There, i think i've got it all figured out. For now.

On a totally unrelated note, the feeling of being liked is ALWAYS the best. wink.

Oh yes update for today (thursday). Met terry for Hotpot Culture at Marina Sqre. The food was actually pretty awesome and its just $13.80++ (in total it was about $16 each) for the all you can eat lunch buffet from 12-5pm. So the puzzling thing was that the place was pretty damn empty. But i swear that if you can ignore the slightly substandard service, you will have a good time shoving your face with food. Headed to town, shopped, then met samuel, terry's friend. Went Kbox where i had a good time laughing my ass off at terry then went to eat prata. Oh its not that i wasn't full from the buffet, i just vomited everything out a few hours later. BUT TERRY'S FINE SO ITS NOT THE FOOD!

I believe God makes you cross paths with people for a reason. Every single person you know now has altered your fate even though you can't see it. So if you are wondering why you have such family or friends or colleagues, just remember they have helped you in ways you could never imagine, literally. All the tears, the pain, the laughter, the fights - they were all worth something that helped you grow mentally and spiritually.
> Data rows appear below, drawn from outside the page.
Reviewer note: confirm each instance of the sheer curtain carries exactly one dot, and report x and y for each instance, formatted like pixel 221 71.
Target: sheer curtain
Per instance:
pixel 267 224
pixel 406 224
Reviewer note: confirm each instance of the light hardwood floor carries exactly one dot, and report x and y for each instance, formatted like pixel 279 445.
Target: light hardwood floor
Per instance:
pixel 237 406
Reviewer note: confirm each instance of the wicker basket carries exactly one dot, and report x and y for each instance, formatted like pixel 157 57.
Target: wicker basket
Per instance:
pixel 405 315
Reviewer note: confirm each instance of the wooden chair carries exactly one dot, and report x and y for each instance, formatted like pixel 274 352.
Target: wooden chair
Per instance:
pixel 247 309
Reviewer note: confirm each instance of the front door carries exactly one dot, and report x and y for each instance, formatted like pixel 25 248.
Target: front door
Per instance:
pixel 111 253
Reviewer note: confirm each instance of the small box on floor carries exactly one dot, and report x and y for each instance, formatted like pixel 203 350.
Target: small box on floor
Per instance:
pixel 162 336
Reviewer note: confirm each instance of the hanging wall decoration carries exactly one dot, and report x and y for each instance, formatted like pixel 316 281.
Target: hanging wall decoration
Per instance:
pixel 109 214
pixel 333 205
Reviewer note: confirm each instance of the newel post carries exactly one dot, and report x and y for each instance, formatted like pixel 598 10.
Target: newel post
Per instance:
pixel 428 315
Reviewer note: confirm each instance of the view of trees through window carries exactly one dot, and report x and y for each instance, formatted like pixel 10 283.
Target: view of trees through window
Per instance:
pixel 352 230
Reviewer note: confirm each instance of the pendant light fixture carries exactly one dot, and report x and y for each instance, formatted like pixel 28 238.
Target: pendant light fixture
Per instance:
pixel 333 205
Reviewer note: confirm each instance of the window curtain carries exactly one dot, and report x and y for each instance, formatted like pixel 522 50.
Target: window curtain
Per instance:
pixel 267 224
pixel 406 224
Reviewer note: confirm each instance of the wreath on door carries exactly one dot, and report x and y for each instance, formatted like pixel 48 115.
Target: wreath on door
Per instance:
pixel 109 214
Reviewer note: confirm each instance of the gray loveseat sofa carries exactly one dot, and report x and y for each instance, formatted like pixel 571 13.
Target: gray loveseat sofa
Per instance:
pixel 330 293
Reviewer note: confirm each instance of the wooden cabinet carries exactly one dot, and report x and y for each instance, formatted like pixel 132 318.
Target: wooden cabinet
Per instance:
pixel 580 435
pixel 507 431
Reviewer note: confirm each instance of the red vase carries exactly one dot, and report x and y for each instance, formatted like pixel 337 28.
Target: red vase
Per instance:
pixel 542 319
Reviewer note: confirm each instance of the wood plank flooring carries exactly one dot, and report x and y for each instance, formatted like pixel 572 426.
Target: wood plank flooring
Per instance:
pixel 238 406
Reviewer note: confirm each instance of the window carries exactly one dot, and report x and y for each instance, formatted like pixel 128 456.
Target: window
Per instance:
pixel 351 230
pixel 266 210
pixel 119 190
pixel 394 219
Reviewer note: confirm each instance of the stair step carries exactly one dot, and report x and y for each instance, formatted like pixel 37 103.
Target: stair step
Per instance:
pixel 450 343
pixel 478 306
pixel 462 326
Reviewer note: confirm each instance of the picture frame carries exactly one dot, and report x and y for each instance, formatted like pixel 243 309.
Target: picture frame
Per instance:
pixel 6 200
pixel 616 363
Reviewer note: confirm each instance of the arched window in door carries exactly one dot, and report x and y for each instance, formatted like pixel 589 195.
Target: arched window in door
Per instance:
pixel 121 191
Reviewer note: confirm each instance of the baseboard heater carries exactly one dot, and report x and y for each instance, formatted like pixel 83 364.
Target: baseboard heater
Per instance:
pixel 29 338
When you look back on your life, the bitches whom you can't see eye to eye with or who have forgotten you, have left you to understand which friendships are worth holding on to and that you shouldn't give your 100% to just anyone. The guardian angels who have been there but somehow, you just don't see them, help you to keep your child-like faith that's so badly needed in this world where you would like to believe there's still something good in everyone. The people who like you are there for 3 simple reasons, to help you gather some self confidence, to bring out the humanity in you so much so that you do not brutally tear their hearts apart but learn to let them down softly and lastly to show you what love is. Everyone is there to show you the meaning of something else. You just have to look hard enough to find it and find closure.

Friends never fail to ask me what is Love. Do you have a note book and a pen? Jot down every single thing daily that has been done for you out of love. When you are on your deathbed reading this notebook, that's when you will truly know what Love is.


p.s If you made it to the bottom and you carefully read what i wrote, thank you. It means a lot to me.